ALBUQUERQUE, N.M. — Hometown golf hero Notah Begay shared his vision for improving the financial and physical well-being of New Mexicans, especially its native communities, during a talk Wednesday at the Albuquerque Economic Forum.
Begay — famous for excelling on championship golf teams at Albuquerque Academy and Stanford University, where he roomed with Tiger Woods — shared anecdotes and humorous asides with an overflow crowd at the Indian Pueblo Cultural Center.
“This isn’t a place I thought I’d be standing when I picked up a pair of used golf clubs at the age of 6,” said Begay.
He attributed much of his success as an athlete and businessman to his friendship with State Investment Officer Steve Moise (who was in the audience), extra tutoring to help him grow academically and kind people who bought bus tickets so he could get to tournaments.
Now the first full-blooded Native American on the PGA Tour is teeing off an other efforts.
When Begay isn’t busy consulting on building golf courses all over the world and providing commentary on the NBC Golf Channel, he’s also leading the charge against Native American childhood obesity and Type 2 diabetes through his NB3 Foundation. The national organization has partnered with the Johns Hopkins Center for Indian Health to get Native American youths active in sports, fitness and improving nutrition.
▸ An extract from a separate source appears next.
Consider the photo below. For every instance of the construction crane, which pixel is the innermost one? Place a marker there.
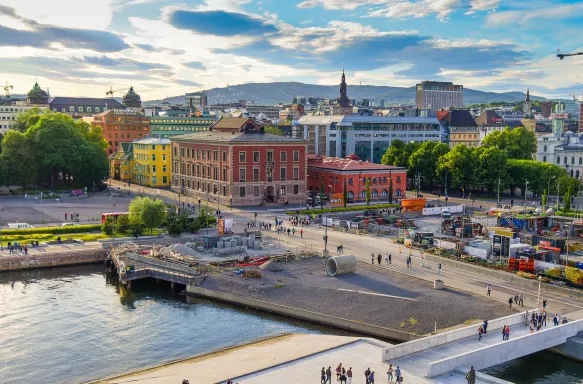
(7, 89)
(563, 55)
(112, 91)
The issue “drastically impacts everyone in this room, because of the huge health care costs coming down the road” if the epidemic of childhood obesity isn’t dealt with more seriously, said Begay. A national NB3Fit Day recently helped create awareness and activity for native communities across the country. More than 10,000 young people took part in kickball, swimming and dancing for the inaugural event.
Begay also has teamed with accounting firm REDW to help build the firm’s business in Indian country. Begay is the brand ambassador for REDW, connecting the firm to accounting and financial reporting services for tribes and their enterprises.
The initiative also funds financial literacy courses. REDW, NB3 and a Junior Achievement flagship program has been launched at the Santa Fe Indian School with the goal of replicating the program at other Native American educational institutions.